Alors, l'actualité économique est repartie fort ce week-end : l'ombre du ras-le-bol fiscal a plané sur l'université d'été socialiste à La Rochelle ; mais elle n'a pas empêché Jean-Marc Ayrault, hier soir sur France 2, de confirmer que de nouveaux efforts seront demandés en 2014 aux Français, pour l'Etat et les retraites. Que comprendre ?

Comprendre, c'est difficile, mais ce que l'on voit en tous cas, c'est une schizophrénie rarement atteinte - presque touchante d'ailleurs tellement elle saute aux yeux. D'un côté, le Premier ministre affiche une petite mine et fait des contorsions pour dire sue, oui, il y aura des décisions douloureuses ; de l'autre, les deux ministres qui ont le plus d'expérience gouvernementale, de bouteille, Pierre Moscovici et Laurent Fabius, disent : attention aux hausses d'impôts, la coupe déborde. Qu'un ministre de l'économie et des finances, dont le travail est de veiller à la croissance, au moral des acteurs économiques mais aussi aux comptes publics, (qu'il) dise cela est totalement inhabituel. Ses proches expliquent que pendant ses vacances, il n'a entendu parler que de cela. Eh bien, je crois qu'il faut ériger une statue à Pierre Moscovici, qui dit la vérité. François Hollande, paraît-il, lui a passé un savon : il ferait mieux de l'écouter.
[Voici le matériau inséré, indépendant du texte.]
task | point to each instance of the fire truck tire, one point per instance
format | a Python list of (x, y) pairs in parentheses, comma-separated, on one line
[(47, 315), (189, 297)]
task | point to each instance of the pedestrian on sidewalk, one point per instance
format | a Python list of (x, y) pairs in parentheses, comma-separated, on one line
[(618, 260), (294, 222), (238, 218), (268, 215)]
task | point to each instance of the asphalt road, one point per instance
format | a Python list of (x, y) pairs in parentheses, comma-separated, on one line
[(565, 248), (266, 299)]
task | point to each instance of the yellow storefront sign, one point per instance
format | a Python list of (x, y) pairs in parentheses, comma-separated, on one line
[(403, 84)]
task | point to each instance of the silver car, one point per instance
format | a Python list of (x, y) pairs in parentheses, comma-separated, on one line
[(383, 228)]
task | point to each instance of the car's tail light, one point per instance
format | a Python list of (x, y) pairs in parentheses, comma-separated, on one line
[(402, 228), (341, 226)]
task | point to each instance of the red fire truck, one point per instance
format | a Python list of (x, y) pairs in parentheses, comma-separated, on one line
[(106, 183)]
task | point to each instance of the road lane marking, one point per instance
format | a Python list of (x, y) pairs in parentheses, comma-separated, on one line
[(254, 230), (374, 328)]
Parce qu'il y a donc un ras-le-bol fiscal ?

Entre 2012, 2013 et 2014, il y a plus de soixante milliards d'euros de prélèvements supplémentaires. Certes, c'est vrai, une bonne partie sur les entreprises, qui reçoivent le crédit d'impôt compétitivité. Mais au delà des chiffres et du débat purement économique sur l'impact de ces impôts sur la consommation, l'investissement, le bruit fiscal n'a pas cessé depuis 15 mois ; or, il avait déjà commencé avec Nicolas Sarkozy. Cela fait donc trois ans et le niveau des prélèvements est au plus haut depuis 1945. Ces jours-ci, les contribuables reçoivent leur avis d'imposition sur leurs revenus de 2013, et le gouvernement doit encore trouver une bonne dizaine de milliards. Tout cela se rajoute aux hausses de tarifs d'électricité et à ce qui arrive sur les retraites.

On l'a souvent dit ici, mais chaque français peut citer tel ou tel exemple d'impôt qui grimpe, mais plus difficilement, des économies dans les dépenses publiques. Hier soir, Marie Drucker, sur France 2, a posé la question des économies à JM Ayrault, mais il a répondu en citant des dépenses nouvelles ! Ce qui est le plus frappant, en ce moment, est les plus jeunes, quand on leur augmente encore une fois leurs impôts ou leurs cotisations retraite, disent : mais pourquoi faut-il payer pour des générations qui partent en retraite en laissant des trous pareils ?

Mais le gouvernement a épargné les plus modestes...

Peut-être, encore que non quand il a supprimé la défiscalisation des heures supplémentaires. Mais faire l'impasse sur des millions de foyers moyens, d'artisans, de professions libérales ou de cadres en traitant comme des très aisés qu’ils ne sont pas est dangereux. C'est la raison pour laquelle pierre Moscovici devrait aller plus loin. Et défendre, idée provocatrice, l'idée d'un bouclier fiscal pour les classes moyennes.